The program started in Bijie city in Southwest China's Guizhou province and has been expanding. It has sent teachers to impoverished places to train local teachers as well.
Hao says writing sci-fi combines her love of science and her dream to become a writer.
Writing has been an important part of her life since she was a teenager.
Hao won the national New Concept Award for writing when she was in high school. She started writing sci-fi in 2006, when she did her physics major at Tsinghua University.
She continued her studies for her master's degree in physics and then economics for her PhD at Tsinghua.
Hao developed a strong interest in astrophysics after she read a book about the universe as a child. She started reading science fiction in high school.

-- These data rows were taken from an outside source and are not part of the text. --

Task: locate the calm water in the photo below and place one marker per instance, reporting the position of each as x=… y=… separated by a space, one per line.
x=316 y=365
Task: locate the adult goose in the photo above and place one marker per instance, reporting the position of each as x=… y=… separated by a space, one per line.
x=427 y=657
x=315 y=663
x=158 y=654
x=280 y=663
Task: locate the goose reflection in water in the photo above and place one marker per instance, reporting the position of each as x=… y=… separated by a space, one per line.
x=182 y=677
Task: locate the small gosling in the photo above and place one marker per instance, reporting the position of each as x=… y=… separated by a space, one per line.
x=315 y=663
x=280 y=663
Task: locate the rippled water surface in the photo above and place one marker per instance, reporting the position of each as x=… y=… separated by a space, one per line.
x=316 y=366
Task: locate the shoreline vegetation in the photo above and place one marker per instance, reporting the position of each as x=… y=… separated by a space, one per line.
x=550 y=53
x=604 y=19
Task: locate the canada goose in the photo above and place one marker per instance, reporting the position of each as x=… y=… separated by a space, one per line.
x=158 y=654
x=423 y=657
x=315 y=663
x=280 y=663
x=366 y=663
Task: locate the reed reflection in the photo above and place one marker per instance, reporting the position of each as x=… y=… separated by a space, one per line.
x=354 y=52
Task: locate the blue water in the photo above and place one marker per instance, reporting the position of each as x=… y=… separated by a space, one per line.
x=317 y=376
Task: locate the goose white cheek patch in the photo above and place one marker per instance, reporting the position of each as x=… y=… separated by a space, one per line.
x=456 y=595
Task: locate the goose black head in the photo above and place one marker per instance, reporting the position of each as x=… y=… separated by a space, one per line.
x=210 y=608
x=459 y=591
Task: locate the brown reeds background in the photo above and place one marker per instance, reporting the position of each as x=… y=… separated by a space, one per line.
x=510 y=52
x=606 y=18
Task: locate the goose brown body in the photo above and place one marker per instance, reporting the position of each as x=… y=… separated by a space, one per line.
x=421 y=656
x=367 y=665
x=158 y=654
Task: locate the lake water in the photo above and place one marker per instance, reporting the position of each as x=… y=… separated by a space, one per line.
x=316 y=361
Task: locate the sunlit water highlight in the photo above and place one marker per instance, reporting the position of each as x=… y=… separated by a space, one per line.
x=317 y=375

Hao devoted much of her time to writing novels in her university years. But to take advantage of her academic background, she started to write sci-fi then.
"Sci-fi opened a whole new world for me," says Hao.
Her stories cannot be simply generalized as sci-fi, fables or by any particular literary tag, according to Beijing-based sci-fi author Chen Qiufan.
Because they indicate her close observation and awareness of real life, Chen says.
While China has sci-fi writers such as Liu Cixin, who won the Hugo Award for best novel in 2015 for his earlier and perhaps most famous work The Three-Body Problem, the genre's appeal is still limited.
Like Hao, many Chinese sci-fi writers are employed full time in other jobs. So, writing is more a passion than career.
Speaking of the future, Hao says: "It will take time for the genre to grow here."